How do I add a linebreak at the end of a string in text files?

I tried doing this:

with open("contactbook.txt","a") as f:
     f.write("hello\n")

But it gets printed as:

'hello\n'

My code to read the file:

with open("contactbook.txt","r") as f:
     lines = sorted(f.readlines())
     print(lines)

EDIT:

I tried to check the text file and there \n really was interpreted as a linebreak!

But in python's shell it's still showing as \n

What am I doing wrong? Is it because of how I print it?

Upvotes: 0

Views: 58

Answers (2)

Rose
Rose

Reputation: 127

Just in case there are other people like me who gets the same problem...

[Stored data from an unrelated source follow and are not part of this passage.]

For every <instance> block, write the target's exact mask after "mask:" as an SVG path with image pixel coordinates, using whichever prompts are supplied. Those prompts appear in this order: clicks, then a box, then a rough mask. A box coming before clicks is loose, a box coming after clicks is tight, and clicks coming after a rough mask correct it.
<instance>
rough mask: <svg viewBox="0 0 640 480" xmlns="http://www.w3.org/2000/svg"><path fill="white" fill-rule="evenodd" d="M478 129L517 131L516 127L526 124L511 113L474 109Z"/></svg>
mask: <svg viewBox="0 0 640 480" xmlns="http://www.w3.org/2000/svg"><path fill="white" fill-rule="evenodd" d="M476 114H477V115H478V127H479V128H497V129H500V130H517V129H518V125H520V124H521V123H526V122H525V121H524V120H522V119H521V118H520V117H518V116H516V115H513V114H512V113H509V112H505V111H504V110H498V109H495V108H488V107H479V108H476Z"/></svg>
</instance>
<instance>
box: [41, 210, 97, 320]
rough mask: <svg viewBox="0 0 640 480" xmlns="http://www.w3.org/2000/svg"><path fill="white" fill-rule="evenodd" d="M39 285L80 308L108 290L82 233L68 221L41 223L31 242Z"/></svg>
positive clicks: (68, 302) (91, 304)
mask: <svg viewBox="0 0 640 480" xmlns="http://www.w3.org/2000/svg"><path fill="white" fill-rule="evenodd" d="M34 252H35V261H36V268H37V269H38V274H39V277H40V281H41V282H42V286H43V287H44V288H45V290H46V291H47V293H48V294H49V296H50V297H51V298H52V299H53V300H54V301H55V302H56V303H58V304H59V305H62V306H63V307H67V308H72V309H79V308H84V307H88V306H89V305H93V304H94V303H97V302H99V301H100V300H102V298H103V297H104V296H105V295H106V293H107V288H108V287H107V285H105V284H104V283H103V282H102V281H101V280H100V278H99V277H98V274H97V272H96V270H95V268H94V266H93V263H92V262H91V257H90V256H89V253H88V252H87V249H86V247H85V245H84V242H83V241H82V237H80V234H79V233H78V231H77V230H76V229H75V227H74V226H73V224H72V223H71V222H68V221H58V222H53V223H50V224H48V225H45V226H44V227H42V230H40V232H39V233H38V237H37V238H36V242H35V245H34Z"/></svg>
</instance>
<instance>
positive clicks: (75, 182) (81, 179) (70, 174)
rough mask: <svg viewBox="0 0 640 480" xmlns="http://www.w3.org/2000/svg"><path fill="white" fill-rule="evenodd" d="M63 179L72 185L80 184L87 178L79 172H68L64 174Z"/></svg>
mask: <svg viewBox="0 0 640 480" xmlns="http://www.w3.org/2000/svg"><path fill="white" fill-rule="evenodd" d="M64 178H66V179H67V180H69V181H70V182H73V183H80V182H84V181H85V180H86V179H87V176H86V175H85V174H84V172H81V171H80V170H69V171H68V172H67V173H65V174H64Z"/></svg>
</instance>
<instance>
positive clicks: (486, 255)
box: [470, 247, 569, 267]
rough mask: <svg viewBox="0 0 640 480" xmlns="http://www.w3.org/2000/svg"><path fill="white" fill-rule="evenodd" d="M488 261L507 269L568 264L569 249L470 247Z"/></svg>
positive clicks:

The problem with my code before is the way I print it out so by changing how I read/print it to:

with open('contactbook.txt', 'r') as f:
     for lines in sorted(f):
          print(lines, end='')

It now works!

sabik's answer helped me realized this! :)

Upvotes: 0

Jiří Baum
Jiří Baum

Reputation: 6930

It's being written out fine.

The problem is that when you read the file back in, you print out the whole lines list in a single print(lines) statement; this will give you a form suitable for debugging, not really for display to the end-user, including writing out control characters as \n and so on.

If you check the file in any other way, you'll be able to confirm that it has the content that you want.